This article was also published in the Financial Times.
Restaurant de la Gare in the village of Guewenheim just west of Mulhouse in southern Alsace and 50 kilometres from Basel and the borders of France, Germany and Switzerland will long stay in my memory as one of the very few restaurants that I have ever been locked in to - somewhere neither of the owners could find the key to the front door and where the wine list is so wonderful that, although we were finally let out via a side door, we could have happily stayed for days.
The very different reasons for this unlikely scenario were a jack-knifed cement lorry on the motorway, which delayed our arrival past the bewitching hour of 2pm, at which time every kitchen in France seems to close, and the exceptional hospitality of the Schaegelen family.
This restaurant has belonged to Antoine, Jules, André and now Annick Schaegelen since it opened as a railway canteen in 1874. Their names, black and white photos of how the restaurant used to look back then and the name of Annick’s husband, Michel Seidel, who combines the role of chef and hugely knowledgeable wine buyer, evocatively adorn the cover of the laminated menu.
Food and wine, however good, are not enough on their own to sustain a family-run restaurant for 134 years in a small, out-of-the-way village and, as Annick explained once we were the only customers left on her sun-dappled terrace, “We hope to offer something for everybody round here. There is a simple bistro at the front for one dish and a glass of wine; a more elegant dining room; and one room for meetings and weddings. And with the number of hikers, golfers and cyclists who call in we can never be too formal.”
Informality and precision were the two factors which underpinned our meal. Having handed us the menu and wine list, Annick then explained one extra first course, backenoff, a small casserole dish filled with snails and diced foie gras which, she implied, I would be foolish to deny myself.
The dish was even better than she intimated, a layer of snails topped with diced foie gras in a pungent sauce enriched with finely sliced carrots, leeks and potatoes. Equally well-executed were a tranche of duck foie gras; pike with choucroute and a Riesling sauce; carp fried two ways, in beer and semolina, with frites and mayonnaise; and a rich, cassata-like ice cream made in the shape of a kugelhopf, the local cake pictured top left.
With this we drank a half of Kientzler, Gaisberg Riesling Alsace 2001 for 26 euros and a half of Roumier 2002 Chambolle-Musigny red burgundy for 35 euros and spent the entire meal wondering which wines we would order on our return. Perhaps Coche Dury’s Meursault 2001 for 69 euros or a bottle of non-vintage Egly Ouriet for 50 euros? Or Château Sociando-Mallet 1990 for 125 euros or Château Margaux 1983 for 300 euros?

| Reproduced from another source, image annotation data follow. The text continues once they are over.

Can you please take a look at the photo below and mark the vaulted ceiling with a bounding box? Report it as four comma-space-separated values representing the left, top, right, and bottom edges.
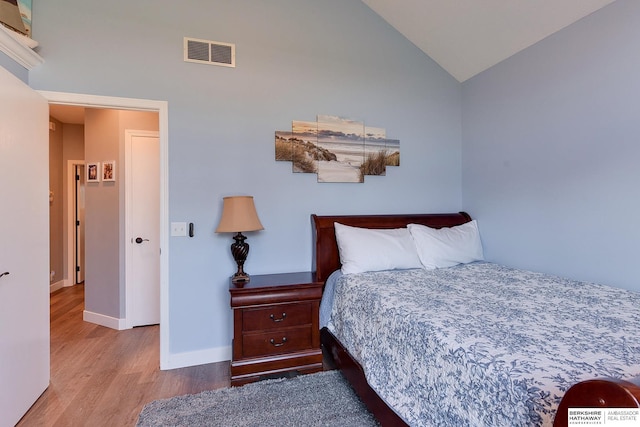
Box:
362, 0, 615, 82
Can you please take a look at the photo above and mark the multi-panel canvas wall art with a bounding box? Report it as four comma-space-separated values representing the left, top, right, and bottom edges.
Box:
275, 115, 400, 182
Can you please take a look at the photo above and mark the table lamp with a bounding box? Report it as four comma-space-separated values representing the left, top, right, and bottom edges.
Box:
216, 196, 264, 283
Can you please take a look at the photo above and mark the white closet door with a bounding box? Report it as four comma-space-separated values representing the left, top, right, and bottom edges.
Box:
0, 67, 50, 427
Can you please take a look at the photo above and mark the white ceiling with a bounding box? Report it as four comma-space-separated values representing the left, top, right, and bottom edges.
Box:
362, 0, 615, 82
49, 104, 84, 125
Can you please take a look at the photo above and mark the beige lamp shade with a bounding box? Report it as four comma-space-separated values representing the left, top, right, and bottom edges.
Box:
216, 196, 264, 233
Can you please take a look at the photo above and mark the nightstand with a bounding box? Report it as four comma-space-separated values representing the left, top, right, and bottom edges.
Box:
229, 272, 323, 386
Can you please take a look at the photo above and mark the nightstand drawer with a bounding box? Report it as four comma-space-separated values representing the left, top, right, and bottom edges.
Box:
242, 303, 313, 332
242, 326, 313, 357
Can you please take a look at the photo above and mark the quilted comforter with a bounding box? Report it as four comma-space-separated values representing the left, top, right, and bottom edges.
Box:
323, 262, 640, 426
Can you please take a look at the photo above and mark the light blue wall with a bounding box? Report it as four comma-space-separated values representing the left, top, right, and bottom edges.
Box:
0, 52, 29, 83
29, 0, 462, 360
462, 0, 640, 290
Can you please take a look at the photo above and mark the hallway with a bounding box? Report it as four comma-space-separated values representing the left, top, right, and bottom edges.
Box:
18, 285, 229, 426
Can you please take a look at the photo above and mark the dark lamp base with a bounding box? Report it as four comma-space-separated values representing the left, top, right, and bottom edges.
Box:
231, 273, 251, 283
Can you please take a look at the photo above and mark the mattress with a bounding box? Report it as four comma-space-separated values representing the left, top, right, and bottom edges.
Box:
321, 262, 640, 426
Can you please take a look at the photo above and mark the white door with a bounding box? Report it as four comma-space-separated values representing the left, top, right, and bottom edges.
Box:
125, 130, 160, 327
0, 67, 49, 427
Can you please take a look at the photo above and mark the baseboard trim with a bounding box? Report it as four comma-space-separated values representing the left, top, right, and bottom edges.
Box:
49, 280, 67, 293
82, 310, 127, 331
160, 345, 232, 370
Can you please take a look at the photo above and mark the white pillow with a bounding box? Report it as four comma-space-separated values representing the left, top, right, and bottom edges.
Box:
334, 222, 422, 274
407, 220, 484, 270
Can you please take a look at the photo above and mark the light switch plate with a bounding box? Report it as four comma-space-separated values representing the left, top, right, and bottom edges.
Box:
171, 222, 187, 236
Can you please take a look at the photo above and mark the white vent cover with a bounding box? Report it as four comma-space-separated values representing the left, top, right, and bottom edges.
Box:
184, 37, 236, 67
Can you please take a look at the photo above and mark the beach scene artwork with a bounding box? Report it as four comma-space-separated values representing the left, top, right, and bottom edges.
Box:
275, 115, 400, 183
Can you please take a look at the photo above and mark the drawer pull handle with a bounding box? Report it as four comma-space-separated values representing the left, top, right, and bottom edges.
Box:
269, 313, 287, 322
269, 337, 287, 347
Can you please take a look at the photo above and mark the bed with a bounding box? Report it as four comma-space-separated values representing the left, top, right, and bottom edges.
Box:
312, 213, 640, 426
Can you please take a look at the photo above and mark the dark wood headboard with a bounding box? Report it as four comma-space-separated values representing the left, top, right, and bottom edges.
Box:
311, 212, 471, 282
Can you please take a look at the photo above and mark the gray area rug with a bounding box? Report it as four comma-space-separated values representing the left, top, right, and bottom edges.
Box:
137, 371, 378, 427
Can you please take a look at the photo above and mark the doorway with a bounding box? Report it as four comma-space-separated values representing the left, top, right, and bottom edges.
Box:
39, 91, 173, 370
73, 165, 85, 285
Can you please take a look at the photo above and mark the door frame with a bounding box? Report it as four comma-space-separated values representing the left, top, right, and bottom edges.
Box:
124, 129, 162, 328
37, 91, 172, 370
66, 160, 85, 286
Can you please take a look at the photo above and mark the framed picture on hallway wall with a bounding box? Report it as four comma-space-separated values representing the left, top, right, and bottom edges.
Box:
102, 160, 116, 181
87, 163, 100, 182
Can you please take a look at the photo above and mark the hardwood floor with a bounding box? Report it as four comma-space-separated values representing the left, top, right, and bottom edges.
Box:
18, 285, 230, 426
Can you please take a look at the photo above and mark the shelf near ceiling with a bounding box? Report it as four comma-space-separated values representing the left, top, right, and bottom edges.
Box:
0, 24, 44, 70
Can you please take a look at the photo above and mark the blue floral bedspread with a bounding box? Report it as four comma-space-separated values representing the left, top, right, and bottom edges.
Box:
328, 262, 640, 427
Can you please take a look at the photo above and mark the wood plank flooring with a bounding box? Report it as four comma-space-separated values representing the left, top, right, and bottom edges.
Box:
18, 285, 230, 427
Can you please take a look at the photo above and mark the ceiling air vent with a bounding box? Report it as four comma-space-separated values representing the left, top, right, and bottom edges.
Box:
184, 37, 236, 67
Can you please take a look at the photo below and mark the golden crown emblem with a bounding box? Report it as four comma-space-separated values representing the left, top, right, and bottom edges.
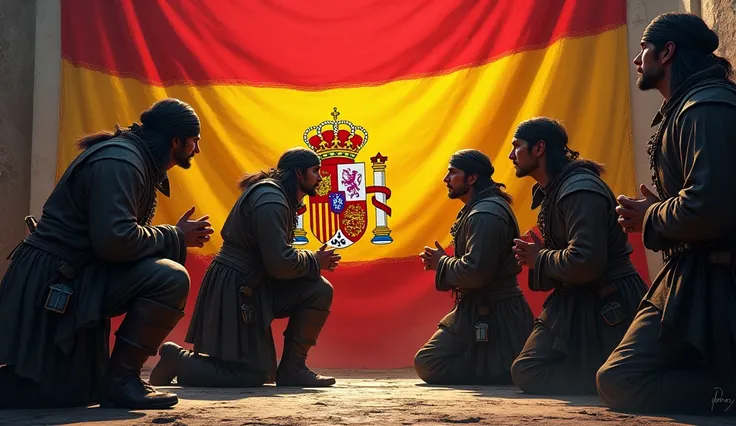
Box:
303, 107, 368, 160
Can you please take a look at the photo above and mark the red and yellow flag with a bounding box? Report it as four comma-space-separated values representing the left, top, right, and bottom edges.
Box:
57, 0, 646, 368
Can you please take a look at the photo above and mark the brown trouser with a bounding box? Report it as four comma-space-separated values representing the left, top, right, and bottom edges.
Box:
168, 279, 333, 387
0, 258, 189, 408
597, 303, 736, 414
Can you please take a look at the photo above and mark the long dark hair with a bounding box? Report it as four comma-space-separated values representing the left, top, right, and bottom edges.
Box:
238, 168, 307, 199
514, 117, 605, 180
473, 176, 514, 204
77, 98, 200, 171
642, 13, 733, 92
238, 147, 320, 201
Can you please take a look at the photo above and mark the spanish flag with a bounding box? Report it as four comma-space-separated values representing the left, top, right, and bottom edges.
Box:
57, 0, 647, 368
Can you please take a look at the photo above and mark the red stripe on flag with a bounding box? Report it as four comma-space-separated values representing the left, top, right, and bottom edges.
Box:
119, 230, 649, 369
61, 0, 626, 89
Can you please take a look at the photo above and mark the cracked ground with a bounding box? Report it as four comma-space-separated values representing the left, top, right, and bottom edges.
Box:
0, 369, 736, 426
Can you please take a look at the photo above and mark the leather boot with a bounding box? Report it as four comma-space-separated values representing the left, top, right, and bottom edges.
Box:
276, 309, 335, 387
100, 299, 184, 410
150, 342, 266, 388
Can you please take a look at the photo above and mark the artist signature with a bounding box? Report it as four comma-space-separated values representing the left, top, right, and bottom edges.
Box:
710, 388, 736, 411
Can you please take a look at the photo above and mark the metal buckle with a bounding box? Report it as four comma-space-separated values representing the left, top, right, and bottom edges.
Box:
44, 284, 74, 314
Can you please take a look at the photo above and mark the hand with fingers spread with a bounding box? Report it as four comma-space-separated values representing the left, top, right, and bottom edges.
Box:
616, 184, 660, 233
419, 240, 447, 271
512, 231, 544, 269
176, 206, 215, 247
316, 243, 342, 272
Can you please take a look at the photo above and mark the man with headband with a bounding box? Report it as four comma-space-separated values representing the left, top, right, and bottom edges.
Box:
509, 117, 647, 395
414, 149, 534, 385
0, 99, 212, 410
598, 13, 736, 414
151, 148, 340, 387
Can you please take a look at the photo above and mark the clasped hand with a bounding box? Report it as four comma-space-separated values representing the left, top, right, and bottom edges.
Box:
176, 206, 215, 247
511, 231, 543, 269
616, 184, 660, 233
419, 240, 447, 271
316, 243, 342, 272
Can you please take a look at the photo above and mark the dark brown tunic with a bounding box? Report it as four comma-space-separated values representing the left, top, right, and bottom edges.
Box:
0, 134, 189, 405
598, 66, 736, 413
511, 161, 647, 395
414, 189, 534, 384
180, 179, 324, 386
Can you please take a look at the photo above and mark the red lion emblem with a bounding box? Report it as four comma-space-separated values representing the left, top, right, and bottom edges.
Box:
342, 169, 363, 198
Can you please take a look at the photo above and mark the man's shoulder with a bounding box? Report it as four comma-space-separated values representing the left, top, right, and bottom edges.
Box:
557, 169, 613, 202
468, 195, 513, 222
242, 179, 289, 208
679, 81, 736, 115
80, 138, 145, 172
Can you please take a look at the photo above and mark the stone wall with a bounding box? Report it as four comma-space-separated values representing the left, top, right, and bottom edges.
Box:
0, 0, 36, 273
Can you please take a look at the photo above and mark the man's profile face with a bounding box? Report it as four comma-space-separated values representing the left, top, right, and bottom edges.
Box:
509, 139, 544, 177
171, 135, 200, 169
297, 165, 322, 197
634, 41, 665, 90
442, 166, 471, 199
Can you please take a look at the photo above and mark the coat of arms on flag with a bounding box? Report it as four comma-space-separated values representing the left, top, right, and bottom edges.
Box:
294, 107, 393, 248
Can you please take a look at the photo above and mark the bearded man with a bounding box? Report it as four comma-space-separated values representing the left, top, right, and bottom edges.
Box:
509, 117, 647, 395
0, 99, 213, 409
598, 13, 736, 414
151, 148, 340, 387
414, 149, 534, 385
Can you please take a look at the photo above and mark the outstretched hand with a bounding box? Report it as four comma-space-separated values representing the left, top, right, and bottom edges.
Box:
419, 240, 447, 271
512, 231, 544, 269
316, 243, 342, 272
176, 206, 215, 247
616, 184, 660, 233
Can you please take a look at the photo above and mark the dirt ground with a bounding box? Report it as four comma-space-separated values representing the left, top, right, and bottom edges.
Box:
0, 369, 736, 426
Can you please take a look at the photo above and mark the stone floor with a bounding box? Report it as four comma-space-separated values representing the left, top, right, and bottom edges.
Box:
0, 369, 736, 426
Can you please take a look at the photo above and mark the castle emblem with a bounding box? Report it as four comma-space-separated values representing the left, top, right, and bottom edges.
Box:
294, 107, 393, 248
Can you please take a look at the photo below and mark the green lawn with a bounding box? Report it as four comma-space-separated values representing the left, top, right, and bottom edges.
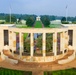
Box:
46, 24, 62, 28
0, 68, 32, 75
34, 21, 42, 28
44, 69, 76, 75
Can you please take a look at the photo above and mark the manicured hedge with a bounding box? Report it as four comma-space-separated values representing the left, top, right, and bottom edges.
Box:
44, 69, 76, 75
0, 68, 32, 75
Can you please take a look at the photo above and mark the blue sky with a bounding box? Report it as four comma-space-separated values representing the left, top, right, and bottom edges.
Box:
0, 0, 76, 16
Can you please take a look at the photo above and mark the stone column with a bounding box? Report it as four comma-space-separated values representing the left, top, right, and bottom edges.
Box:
19, 32, 23, 58
11, 32, 16, 54
0, 29, 5, 60
60, 32, 65, 54
72, 29, 76, 52
9, 31, 13, 50
42, 33, 46, 57
53, 32, 57, 56
30, 33, 34, 57
65, 31, 69, 50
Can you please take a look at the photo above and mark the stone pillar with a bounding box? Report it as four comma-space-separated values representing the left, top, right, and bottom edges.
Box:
72, 29, 76, 52
42, 33, 46, 57
11, 32, 16, 54
9, 31, 13, 50
30, 33, 34, 57
19, 32, 23, 58
53, 32, 57, 56
65, 31, 69, 50
60, 32, 65, 54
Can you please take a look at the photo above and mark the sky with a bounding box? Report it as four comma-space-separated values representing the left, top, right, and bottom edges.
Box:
0, 0, 76, 16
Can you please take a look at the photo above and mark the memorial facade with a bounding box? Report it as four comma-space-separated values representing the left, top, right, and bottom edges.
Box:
0, 26, 76, 62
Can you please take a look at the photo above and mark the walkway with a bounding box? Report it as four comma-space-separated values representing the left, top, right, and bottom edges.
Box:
0, 51, 76, 75
33, 21, 44, 28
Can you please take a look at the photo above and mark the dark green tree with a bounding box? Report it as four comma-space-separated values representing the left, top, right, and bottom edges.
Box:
5, 15, 16, 23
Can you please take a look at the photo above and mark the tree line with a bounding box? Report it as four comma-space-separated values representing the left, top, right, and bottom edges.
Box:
0, 13, 76, 24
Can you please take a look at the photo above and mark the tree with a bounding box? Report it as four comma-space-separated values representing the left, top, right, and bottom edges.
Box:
5, 15, 16, 23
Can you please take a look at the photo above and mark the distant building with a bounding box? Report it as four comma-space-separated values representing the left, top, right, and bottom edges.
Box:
21, 20, 26, 24
0, 20, 6, 24
51, 20, 61, 24
36, 16, 40, 21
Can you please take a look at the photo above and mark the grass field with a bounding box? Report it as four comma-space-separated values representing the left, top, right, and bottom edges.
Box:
0, 68, 32, 75
46, 24, 62, 28
44, 69, 76, 75
34, 21, 42, 28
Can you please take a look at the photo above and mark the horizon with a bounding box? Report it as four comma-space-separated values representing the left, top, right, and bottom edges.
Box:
0, 0, 76, 17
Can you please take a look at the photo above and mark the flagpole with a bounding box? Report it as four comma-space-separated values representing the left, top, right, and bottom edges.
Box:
10, 6, 11, 23
66, 6, 68, 22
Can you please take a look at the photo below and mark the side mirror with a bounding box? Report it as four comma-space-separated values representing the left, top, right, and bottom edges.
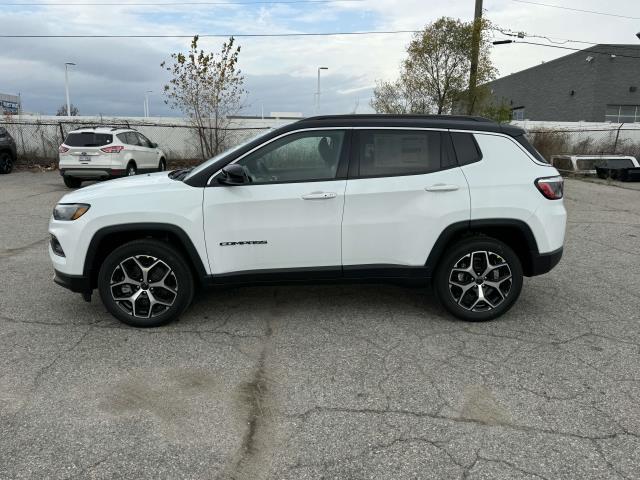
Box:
218, 163, 251, 185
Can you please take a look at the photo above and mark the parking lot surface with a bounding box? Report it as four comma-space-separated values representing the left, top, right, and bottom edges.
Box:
0, 172, 640, 480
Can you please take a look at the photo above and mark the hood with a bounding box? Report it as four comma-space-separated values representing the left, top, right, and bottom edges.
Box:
60, 172, 181, 203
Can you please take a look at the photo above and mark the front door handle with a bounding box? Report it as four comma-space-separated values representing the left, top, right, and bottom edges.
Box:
302, 192, 338, 200
425, 183, 460, 192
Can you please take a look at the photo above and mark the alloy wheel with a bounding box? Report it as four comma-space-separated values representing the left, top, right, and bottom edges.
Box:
449, 250, 513, 312
109, 255, 178, 318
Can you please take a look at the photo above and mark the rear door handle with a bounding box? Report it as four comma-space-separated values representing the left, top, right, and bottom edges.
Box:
425, 183, 460, 192
302, 192, 338, 200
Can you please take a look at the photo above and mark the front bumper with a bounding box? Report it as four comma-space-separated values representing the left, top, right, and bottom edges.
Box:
528, 247, 563, 277
53, 270, 93, 294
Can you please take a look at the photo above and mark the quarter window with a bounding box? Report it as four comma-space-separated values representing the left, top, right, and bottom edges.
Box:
358, 130, 441, 177
237, 130, 345, 183
451, 132, 482, 166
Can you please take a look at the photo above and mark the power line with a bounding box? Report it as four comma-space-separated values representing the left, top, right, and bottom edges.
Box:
0, 30, 420, 38
500, 40, 640, 59
513, 0, 640, 20
0, 0, 364, 7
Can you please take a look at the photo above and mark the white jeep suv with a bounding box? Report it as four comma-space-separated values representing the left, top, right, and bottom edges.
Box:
58, 127, 167, 188
49, 115, 566, 327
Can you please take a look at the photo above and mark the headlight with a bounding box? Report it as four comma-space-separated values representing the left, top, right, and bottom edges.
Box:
53, 203, 91, 220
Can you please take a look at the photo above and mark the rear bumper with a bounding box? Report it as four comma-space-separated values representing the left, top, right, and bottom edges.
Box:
53, 270, 93, 294
60, 167, 126, 180
528, 247, 563, 277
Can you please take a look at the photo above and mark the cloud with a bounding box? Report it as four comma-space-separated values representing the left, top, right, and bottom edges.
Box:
0, 0, 637, 115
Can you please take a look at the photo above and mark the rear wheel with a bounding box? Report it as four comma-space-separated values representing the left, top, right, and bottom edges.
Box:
0, 152, 13, 174
98, 239, 194, 327
434, 237, 523, 322
62, 176, 82, 188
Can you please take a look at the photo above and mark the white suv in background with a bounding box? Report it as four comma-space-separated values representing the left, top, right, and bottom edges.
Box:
58, 127, 167, 188
49, 115, 566, 327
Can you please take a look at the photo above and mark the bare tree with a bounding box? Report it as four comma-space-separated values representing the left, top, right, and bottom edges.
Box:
160, 35, 246, 158
56, 103, 80, 117
371, 17, 497, 114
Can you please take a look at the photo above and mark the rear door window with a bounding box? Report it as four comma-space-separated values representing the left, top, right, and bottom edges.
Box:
357, 130, 442, 177
64, 132, 113, 147
136, 133, 151, 148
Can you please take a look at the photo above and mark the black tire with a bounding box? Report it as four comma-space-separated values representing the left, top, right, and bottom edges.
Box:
98, 239, 194, 328
62, 175, 82, 188
125, 162, 138, 177
433, 236, 523, 322
0, 152, 13, 175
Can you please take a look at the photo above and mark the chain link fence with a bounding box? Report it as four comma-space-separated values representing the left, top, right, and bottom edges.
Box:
0, 117, 270, 168
518, 123, 640, 160
5, 117, 640, 168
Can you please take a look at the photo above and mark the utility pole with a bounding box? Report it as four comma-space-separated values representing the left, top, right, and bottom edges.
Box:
316, 67, 329, 115
64, 62, 75, 117
467, 0, 482, 115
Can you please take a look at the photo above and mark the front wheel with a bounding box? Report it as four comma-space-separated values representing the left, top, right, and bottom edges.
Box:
434, 237, 523, 322
98, 239, 194, 327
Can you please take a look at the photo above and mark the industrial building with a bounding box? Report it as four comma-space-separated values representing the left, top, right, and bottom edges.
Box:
486, 44, 640, 123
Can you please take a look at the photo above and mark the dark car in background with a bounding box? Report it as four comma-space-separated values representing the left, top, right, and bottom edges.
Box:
0, 127, 16, 174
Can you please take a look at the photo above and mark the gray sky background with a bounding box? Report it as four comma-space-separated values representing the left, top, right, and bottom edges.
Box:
0, 0, 640, 116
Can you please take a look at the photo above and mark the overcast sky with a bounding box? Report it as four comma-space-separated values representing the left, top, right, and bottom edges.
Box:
0, 0, 640, 116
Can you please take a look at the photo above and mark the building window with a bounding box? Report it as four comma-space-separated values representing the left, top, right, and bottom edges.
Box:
604, 105, 640, 123
511, 107, 524, 120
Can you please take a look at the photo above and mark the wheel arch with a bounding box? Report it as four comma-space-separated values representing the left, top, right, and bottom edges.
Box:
83, 223, 207, 288
426, 218, 539, 276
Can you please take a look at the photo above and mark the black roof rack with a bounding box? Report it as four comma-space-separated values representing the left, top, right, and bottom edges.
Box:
300, 113, 497, 123
76, 124, 135, 132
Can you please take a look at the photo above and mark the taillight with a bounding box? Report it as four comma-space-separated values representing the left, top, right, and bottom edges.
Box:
535, 175, 564, 200
100, 145, 124, 153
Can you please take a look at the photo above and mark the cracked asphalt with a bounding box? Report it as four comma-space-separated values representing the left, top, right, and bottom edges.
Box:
0, 172, 640, 480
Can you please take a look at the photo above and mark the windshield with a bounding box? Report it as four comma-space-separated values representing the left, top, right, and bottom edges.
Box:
184, 128, 273, 180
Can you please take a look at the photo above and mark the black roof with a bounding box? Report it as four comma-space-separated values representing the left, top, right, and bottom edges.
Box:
287, 114, 524, 136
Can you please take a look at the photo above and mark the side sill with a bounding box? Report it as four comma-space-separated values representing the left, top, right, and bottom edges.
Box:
205, 265, 430, 286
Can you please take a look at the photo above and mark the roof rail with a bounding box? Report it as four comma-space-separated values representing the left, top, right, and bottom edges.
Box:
300, 113, 496, 123
75, 122, 135, 131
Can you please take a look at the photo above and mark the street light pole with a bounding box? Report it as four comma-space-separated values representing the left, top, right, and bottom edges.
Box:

The enormous list is full of bargains.
As we paid our bill of 149 euros for two, Seidel appeared in shorts about to go off and enjoy the 36 hours, from Tuesday afternoon until Thursday morning, his restaurant is closed each week. He spoke with pride of the pleasure the distinctive wines of Alsace give him as a chef, particularly Gewurztraminers and Rieslings, and his hope that the region’s winemakers will not lose sight of this as they produce different styles.
They, and winemakers represented in the cellars of the Restaurant de la Gare, are fortunate to have such a champion.
Restaurant de la Gare, 68116, Guewenheim, France +184.108.40.206.51.29. Closed Tuesday night and Wednesday.